Similarly, if that dose didn't relieve the pain and you gave a larger dose or gave it at a closer interval (assuming you are administering the med within prescribed parameters), you'd be able to point to a reason (other than hastening death) for doing so.

An overlap in desires doesn't necessarily mean you did wrong. It may only mean that you wanted to relieve your patient's pain and that death was a real possibility of giving the med as ordered.

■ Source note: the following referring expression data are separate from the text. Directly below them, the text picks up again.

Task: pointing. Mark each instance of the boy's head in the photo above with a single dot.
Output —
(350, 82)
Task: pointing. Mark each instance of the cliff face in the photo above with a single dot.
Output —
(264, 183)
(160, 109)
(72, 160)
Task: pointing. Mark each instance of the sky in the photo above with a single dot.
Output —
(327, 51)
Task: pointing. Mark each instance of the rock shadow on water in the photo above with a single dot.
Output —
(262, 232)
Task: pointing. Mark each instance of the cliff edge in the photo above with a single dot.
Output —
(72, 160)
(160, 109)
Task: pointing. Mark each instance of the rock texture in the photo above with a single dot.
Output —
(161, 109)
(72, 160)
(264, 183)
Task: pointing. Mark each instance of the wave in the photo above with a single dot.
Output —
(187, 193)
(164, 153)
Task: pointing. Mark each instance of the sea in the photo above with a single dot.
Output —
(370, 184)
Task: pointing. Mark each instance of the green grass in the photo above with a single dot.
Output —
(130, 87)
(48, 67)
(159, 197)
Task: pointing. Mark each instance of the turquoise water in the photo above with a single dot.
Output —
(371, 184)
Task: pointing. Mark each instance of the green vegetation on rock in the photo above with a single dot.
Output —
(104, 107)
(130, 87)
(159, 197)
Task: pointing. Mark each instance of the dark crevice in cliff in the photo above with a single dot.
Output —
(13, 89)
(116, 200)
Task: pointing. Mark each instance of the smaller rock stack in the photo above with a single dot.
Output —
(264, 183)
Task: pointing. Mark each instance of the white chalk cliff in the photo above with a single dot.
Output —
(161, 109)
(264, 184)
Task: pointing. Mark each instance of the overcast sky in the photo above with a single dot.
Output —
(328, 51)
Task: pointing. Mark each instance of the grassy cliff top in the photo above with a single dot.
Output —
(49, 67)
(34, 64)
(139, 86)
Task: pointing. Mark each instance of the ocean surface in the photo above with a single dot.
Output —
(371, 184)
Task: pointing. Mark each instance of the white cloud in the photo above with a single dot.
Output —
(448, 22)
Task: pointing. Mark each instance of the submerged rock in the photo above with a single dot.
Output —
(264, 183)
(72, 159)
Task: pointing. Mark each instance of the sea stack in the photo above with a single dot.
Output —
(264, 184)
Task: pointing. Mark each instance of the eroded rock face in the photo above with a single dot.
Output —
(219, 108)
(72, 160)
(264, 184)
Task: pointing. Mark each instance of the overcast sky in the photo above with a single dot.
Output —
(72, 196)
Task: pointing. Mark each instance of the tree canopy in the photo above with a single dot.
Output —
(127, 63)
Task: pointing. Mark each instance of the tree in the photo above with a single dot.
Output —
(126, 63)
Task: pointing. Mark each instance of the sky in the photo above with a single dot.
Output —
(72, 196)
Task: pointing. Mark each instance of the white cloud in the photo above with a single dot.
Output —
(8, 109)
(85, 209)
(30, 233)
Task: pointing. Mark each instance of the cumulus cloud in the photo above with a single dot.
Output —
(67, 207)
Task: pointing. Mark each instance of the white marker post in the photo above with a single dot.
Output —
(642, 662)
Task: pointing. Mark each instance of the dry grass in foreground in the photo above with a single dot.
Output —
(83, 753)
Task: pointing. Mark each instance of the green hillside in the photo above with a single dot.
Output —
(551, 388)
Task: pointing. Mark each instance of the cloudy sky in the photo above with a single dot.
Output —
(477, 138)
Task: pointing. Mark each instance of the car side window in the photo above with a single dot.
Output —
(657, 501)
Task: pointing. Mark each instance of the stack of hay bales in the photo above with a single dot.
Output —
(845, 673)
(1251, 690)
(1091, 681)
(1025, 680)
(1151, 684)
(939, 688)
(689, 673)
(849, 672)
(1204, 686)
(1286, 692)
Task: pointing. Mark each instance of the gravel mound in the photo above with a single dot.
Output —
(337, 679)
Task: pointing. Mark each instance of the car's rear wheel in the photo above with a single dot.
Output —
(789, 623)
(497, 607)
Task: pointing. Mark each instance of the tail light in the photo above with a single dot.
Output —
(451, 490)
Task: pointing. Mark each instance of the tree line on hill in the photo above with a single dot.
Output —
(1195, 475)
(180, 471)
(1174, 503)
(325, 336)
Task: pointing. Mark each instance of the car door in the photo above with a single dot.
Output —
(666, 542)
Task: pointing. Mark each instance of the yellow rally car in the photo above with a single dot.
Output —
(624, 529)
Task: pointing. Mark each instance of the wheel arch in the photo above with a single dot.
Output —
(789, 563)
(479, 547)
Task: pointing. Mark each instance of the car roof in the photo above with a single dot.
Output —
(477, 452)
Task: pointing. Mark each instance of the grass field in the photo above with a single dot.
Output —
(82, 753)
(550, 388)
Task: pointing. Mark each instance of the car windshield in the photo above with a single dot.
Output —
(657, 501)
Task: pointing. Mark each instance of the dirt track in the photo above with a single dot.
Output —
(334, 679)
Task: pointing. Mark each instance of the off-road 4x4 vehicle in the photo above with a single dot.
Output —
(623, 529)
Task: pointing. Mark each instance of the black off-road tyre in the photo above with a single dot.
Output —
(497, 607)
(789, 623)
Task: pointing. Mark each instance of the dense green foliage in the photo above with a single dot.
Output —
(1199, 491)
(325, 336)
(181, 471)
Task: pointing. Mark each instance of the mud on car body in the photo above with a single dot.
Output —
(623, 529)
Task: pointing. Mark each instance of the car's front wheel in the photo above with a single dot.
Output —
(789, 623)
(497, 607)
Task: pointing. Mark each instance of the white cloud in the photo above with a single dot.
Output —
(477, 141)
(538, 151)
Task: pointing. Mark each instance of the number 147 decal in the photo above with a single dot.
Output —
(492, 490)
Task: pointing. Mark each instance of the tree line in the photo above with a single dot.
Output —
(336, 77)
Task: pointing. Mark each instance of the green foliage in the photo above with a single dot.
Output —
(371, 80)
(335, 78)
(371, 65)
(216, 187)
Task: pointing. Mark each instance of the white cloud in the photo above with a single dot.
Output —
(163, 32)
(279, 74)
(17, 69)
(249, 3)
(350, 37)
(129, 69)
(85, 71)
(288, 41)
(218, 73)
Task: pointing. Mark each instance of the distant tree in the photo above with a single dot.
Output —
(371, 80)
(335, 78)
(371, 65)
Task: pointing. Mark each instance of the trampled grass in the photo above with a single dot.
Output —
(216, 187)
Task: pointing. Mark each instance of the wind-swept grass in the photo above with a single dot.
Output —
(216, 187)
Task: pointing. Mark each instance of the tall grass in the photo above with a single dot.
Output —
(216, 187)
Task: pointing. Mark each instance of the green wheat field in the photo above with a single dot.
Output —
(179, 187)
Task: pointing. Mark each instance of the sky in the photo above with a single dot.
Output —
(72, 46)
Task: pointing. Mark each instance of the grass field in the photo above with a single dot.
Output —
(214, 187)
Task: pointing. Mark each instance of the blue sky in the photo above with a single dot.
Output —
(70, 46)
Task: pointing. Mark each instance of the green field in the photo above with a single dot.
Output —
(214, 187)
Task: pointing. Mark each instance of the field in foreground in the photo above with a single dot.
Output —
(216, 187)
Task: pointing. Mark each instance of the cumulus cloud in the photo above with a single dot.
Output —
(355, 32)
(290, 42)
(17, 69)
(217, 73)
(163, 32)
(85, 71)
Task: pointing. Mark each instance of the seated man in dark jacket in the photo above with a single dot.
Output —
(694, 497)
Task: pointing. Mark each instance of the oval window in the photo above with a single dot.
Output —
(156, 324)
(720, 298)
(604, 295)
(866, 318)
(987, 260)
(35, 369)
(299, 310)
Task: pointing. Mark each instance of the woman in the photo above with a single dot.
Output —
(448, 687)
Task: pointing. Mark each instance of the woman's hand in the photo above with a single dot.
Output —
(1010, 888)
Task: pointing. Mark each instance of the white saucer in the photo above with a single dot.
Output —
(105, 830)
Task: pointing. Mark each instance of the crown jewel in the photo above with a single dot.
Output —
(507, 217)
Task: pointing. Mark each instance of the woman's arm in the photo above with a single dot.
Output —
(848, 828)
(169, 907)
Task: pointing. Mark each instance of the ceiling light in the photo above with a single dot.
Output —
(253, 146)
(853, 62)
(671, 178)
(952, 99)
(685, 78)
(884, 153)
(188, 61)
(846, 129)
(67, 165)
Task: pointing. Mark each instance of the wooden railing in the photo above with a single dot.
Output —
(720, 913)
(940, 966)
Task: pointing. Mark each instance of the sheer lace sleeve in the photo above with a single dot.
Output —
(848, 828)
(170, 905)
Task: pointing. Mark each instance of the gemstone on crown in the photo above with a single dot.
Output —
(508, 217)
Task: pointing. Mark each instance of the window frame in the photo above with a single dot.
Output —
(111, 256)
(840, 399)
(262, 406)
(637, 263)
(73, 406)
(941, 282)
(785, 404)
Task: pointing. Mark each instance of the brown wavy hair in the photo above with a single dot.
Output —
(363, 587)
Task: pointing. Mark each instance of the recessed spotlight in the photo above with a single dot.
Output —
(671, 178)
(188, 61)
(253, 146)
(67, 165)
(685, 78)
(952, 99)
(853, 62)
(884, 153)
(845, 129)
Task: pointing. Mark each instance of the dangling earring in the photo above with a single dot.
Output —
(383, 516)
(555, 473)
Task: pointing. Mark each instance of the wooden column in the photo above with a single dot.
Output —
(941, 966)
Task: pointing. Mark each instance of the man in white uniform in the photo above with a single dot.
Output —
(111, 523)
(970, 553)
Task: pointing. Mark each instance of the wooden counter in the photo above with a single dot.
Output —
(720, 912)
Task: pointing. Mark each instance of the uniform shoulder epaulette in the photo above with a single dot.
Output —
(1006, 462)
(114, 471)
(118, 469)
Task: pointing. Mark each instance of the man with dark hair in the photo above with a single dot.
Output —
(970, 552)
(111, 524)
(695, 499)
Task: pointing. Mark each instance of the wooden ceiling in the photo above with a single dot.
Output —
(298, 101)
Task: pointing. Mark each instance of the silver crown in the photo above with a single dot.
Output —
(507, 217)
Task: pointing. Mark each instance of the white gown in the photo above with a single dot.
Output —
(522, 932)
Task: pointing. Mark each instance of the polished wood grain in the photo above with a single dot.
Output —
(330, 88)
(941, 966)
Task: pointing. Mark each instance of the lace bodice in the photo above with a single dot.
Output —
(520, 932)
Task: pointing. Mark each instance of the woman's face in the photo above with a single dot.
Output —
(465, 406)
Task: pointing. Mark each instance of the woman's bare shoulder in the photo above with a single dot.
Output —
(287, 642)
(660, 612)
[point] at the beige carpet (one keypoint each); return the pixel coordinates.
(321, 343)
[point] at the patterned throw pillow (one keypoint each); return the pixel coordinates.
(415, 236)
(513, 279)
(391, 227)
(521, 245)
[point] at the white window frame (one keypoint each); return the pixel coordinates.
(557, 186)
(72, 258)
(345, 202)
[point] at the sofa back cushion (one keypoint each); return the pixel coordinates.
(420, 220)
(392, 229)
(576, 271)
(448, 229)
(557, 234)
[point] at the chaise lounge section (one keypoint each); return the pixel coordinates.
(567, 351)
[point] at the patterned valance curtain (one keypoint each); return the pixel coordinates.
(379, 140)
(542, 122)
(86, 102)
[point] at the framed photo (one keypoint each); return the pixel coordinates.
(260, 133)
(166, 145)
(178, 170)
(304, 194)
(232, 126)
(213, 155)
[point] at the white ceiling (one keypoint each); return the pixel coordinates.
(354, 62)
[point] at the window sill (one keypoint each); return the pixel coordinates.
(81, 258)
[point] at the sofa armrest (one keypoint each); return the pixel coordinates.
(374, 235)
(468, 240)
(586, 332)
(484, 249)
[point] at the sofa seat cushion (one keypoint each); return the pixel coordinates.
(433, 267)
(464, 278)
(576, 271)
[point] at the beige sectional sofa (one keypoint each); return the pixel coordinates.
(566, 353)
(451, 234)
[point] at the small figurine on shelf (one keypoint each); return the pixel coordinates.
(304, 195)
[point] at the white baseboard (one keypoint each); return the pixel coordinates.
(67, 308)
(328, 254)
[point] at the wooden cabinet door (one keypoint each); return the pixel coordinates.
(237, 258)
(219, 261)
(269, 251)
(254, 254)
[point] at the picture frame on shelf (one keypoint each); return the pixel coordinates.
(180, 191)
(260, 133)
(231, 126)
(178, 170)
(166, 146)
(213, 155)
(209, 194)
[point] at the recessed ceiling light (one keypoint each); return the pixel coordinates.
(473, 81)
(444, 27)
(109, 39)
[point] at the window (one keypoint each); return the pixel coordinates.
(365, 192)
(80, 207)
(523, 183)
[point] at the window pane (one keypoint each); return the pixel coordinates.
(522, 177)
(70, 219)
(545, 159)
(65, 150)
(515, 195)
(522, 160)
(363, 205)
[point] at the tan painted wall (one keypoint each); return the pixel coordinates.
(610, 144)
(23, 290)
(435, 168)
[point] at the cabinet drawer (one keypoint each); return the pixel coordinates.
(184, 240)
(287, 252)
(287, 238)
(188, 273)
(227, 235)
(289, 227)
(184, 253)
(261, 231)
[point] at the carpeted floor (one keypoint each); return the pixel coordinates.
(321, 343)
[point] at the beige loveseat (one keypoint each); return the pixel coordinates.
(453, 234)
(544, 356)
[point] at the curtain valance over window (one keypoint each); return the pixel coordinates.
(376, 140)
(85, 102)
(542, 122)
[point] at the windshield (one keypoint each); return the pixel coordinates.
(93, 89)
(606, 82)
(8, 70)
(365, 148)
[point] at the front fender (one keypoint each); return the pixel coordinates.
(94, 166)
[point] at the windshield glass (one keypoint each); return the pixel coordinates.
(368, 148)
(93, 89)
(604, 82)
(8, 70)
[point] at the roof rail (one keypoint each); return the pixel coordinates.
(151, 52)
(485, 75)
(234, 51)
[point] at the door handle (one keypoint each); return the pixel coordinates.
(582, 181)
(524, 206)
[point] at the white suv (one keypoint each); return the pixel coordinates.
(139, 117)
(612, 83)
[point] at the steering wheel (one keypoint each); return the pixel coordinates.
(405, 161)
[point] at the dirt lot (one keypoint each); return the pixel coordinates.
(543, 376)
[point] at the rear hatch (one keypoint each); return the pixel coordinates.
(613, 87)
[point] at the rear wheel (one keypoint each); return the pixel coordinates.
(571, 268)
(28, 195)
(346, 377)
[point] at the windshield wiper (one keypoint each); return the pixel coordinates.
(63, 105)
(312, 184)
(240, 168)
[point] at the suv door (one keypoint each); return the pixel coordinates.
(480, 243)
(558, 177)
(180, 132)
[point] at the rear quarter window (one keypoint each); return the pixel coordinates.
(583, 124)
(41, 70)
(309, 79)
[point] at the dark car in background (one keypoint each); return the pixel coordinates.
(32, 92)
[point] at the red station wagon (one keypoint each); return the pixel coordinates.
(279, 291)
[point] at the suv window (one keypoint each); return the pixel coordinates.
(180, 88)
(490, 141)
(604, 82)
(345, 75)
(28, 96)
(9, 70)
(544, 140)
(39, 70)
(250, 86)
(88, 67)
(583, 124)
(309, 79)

I work on a med-surg/onc floor....I have not been in the position to directly "save" someones life nor have I ever "killed" anyone by accident or on purpose. What comes in between...well i am not even in a position to comment.

I believe God has a plan for our patients and I'm not sure that I even have a role in it. I see my self as an RN and do my job to the best of my ability on my shift. God knows whats going to happen that shift. I don't.